Toscanini è stato fondamentale nella formazione dell’immagine che il pubblico ha del direttore d’orchestra: il M° Rouits ci dice che “come Karajan, Furtwängler ed altri direttori di quel periodo, il carattere impositivo di Toscanini ha impresso nel pubblico l’immagine, tuttora diffusa, del direttore come un carattere dominante”.
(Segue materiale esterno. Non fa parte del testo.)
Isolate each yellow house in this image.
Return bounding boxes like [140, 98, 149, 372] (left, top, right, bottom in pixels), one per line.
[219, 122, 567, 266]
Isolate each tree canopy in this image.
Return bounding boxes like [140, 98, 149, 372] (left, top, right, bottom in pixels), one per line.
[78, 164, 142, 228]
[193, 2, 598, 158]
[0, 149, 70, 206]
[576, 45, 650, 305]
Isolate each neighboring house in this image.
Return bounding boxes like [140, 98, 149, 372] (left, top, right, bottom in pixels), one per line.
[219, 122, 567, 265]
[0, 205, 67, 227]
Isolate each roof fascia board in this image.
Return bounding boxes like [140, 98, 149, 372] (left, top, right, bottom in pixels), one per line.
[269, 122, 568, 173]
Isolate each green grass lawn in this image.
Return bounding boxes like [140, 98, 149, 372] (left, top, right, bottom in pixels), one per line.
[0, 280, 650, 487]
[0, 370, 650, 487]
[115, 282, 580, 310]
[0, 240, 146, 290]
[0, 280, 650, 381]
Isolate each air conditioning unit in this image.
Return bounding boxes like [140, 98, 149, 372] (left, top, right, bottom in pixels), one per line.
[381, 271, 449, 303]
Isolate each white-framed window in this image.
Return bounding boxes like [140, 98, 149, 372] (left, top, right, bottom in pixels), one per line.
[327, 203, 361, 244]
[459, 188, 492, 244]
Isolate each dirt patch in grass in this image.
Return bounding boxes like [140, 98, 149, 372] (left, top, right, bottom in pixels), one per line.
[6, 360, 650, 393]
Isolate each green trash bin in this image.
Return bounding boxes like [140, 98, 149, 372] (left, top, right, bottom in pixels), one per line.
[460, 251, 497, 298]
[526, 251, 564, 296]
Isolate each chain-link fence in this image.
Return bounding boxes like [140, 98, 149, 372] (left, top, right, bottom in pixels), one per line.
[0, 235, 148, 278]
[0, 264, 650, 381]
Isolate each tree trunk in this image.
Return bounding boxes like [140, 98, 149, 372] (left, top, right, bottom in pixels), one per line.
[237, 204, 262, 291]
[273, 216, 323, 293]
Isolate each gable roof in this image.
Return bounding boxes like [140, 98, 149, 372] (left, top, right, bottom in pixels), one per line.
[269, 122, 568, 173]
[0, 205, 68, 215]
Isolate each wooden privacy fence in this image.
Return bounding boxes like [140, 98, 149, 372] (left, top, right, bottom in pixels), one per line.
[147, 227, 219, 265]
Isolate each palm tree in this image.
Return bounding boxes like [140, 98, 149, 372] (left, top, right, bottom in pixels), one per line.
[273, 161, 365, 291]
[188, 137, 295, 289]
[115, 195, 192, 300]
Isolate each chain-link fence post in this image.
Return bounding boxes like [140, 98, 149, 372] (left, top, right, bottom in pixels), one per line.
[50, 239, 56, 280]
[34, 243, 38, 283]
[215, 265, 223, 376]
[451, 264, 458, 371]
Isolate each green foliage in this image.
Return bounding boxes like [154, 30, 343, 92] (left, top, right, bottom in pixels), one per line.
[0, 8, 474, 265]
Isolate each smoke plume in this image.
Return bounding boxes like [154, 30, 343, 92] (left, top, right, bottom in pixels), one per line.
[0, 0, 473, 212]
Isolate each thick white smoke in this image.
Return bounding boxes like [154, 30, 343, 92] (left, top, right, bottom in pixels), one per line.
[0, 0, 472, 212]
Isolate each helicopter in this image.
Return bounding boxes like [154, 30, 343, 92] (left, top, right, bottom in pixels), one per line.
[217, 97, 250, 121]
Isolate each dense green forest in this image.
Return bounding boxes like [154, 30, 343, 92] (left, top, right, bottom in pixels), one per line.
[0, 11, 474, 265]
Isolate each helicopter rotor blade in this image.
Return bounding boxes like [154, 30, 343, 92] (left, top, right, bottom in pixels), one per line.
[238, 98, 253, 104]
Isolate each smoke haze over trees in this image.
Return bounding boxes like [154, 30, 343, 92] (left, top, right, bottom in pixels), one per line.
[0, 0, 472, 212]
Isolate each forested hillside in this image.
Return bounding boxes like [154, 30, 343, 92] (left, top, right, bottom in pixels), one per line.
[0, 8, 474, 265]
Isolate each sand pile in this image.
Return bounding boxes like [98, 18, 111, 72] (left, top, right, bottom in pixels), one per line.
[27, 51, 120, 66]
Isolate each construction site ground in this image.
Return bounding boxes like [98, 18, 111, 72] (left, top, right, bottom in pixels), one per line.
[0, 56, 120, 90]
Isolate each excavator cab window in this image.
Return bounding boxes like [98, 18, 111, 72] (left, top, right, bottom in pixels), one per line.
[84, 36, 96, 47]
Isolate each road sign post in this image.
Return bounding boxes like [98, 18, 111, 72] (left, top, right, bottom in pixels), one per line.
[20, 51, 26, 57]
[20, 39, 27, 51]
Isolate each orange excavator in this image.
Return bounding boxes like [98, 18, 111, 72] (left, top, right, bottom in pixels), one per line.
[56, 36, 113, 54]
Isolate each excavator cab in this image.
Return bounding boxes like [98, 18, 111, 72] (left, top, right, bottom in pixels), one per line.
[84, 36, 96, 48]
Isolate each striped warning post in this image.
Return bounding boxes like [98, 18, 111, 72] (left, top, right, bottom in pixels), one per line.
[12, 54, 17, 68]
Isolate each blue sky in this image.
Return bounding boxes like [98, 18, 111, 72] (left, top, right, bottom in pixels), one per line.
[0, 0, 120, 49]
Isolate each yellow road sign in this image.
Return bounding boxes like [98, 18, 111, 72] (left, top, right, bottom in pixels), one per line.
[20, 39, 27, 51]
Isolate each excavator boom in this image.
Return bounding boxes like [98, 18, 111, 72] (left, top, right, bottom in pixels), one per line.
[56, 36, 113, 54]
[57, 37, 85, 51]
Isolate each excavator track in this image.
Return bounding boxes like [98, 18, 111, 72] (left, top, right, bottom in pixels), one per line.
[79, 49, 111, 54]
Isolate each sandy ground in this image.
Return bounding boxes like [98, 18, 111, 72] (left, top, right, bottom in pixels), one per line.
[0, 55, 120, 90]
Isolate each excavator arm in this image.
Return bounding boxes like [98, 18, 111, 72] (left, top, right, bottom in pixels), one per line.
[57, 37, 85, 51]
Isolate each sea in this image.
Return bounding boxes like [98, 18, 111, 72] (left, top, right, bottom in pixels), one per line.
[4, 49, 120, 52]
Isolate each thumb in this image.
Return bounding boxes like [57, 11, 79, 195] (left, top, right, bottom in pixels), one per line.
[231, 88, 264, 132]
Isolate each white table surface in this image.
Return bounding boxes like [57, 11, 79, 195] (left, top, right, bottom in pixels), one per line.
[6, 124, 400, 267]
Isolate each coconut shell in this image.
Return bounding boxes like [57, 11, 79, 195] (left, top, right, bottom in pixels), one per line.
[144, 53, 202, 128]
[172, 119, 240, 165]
Nonostante ciò, nonostante la sua importanza e la sua grandezza, resta un personaggio molto legato al suo tempo. In che cosa, dunque, Toscanini è moderno e in che cosa non lo è? Certamente, l’approccio aggressivo ai musicisti, come sostenuto da Rouits, oggi sarebbe molto meno tollerato e, altrettanto certamente, il suono a cui oggi è abituato il pubblico non è lo stesso a cui era abituato nella prima metà del XX secolo: l’evoluzione del gusto del pubblico è influenzato da nuovi stili musicali, dalle particolari scelte stilistiche degli interpreti attualmente più in voga, dalle tecnologie con cui la musica viene riprodotta o con cui si costruiscono strumenti e luoghi d’ascolto. Continua Rouits: “il pubblico di oggi ha ascoltato e visto delle orchestre molto differenti e la direzione d’orchestra deve, e sa, adattarsi al nuovo pubblico”.
D’altro canto, non bisogna dimenticare che, seppur mantenendo una buona dose di istintività nell’approccio alla partitura, Toscanini è stato tra i primi direttori d’orchestra a mettere al centro la partitura, ridimensionando i capricci dei solisti e del pubblico (celebre è il suo rifiuto della pratica del “bis”) e, in campo operistico, ricercando una coerente unità tra tutte le parti dello spettacolo. Lontano dagli approcci filologici affermatisi in seguito (che tentano di applicare le prassi esecutive dell’epoca di composizione e, a volte, anche strumenti costruiti secondo le tecniche originali), ha però messo in primo piano l’interpretazione della partitura, dando al direttore d’orchestra una visibilità pubblica che prima non aveva. La lezione di Toscanini, secondo Dominique Rouits, “è l’esigenza verso sé stessi, indispensabile se si vuole pretendere il massimo dai musicisti”.